Gold Resource Corp moves on from strike, helped by ongoing CSR
There’s often a tension in business between the community needs and the urge to profit.
But it need not be too severe, as the recent experience of Gold Resource Corporation makes plain.
Gold Resource Corp operates the Arista silver, gold and base metals mine in Oaxaca State, southern Mexico, and it’s done very well out of it too.
Since 2010, the company proudly boasts, it’s paid out more than US$107 million in dividends to shareholders.
Not a bad return on a company that’s not actually capitalised at much more than that on the New York Stock Exchange.
But does that return come at any other sort of cost?

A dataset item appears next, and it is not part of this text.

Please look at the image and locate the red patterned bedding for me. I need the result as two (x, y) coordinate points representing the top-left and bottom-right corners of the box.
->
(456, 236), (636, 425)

An interesting answer to that question was showcased at the Arista mine in May this year, when certain elements of the workforce went on strike.
The striking workers were protesting that the annual bonus paid out by the company had been reduced in response to weaker metals prices.
No argument that metals prices are weaker: gold is down by around 10 per cent over the year, and silver down by slightly more.
But was cutting workers bonuses an appropriate response to this wider market dynamic?
No one likes to be paid less than they were paid last year.
And it’s perhaps a little bit galling for workers - if any of them are looking at Gold Resource’s financial results - that the company keeps on trumpeting just how much money it is returning to shareholders.
A return on investment is all very well, but if that return is being delivered at the expense of workers who are in turn minded to disrupt operations, then the pay-off longer-term is likely to be muted.
But as ever, the real situation is a little more nuanced.
Yes, there was significant disruption in May. But actually the strike was not officially sanctioned by the mine’s union and operations resumed after only one day of stoppage.
In total between 80-to-100 union members blocked access to the mine, but for just one day.
That amounts to less than a third of the company’s workforce actually turning out in protest, given that there are more than 300 workers at the mine.
How representative the ones on the picket line were of the others is open to question.
But the fact that work resumed after only one day and that there has been no disruption since tells its own story.
Because although bonuses at Arista may have been cut, workers won’t be unaware that in the wider context of the mining industry out and out redundancies are becoming more and more common as lower metals prices force bosses to cut costs.
Set against the loss a job, the loss of a bonus suddenly seems less of a burden.
But there’s more to it than that.
The company has made strenuous efforts to play a significant role in the local life and culture of the community.
This is not a project that works in isolation of the people around it, surrounded by the high fences of capitalism.
Rather, as the video here [https://vimeo.com/79149908] makes explicit, the company is embedded in the community and has helped it get connected with a substantial contribution towards the installation of cellphone coverage.
Does this kind of work stop strikes?
Not really, since the correspondence of issues is hardly clear. But what it can do is mitigate any bitterness when disputes do arise, making stoppages short, to the point, and non-violent.
A community that has been invested in by the local mine will, to use the language that accountants understand, repay that investment in intangible ways.
It may be hard to measure, but a sign of good CSR is as often evidenced by the absence of deep division as it is by the bricks and mortar of new schools or mobile phone masts.
There have been no further stoppages at Arista.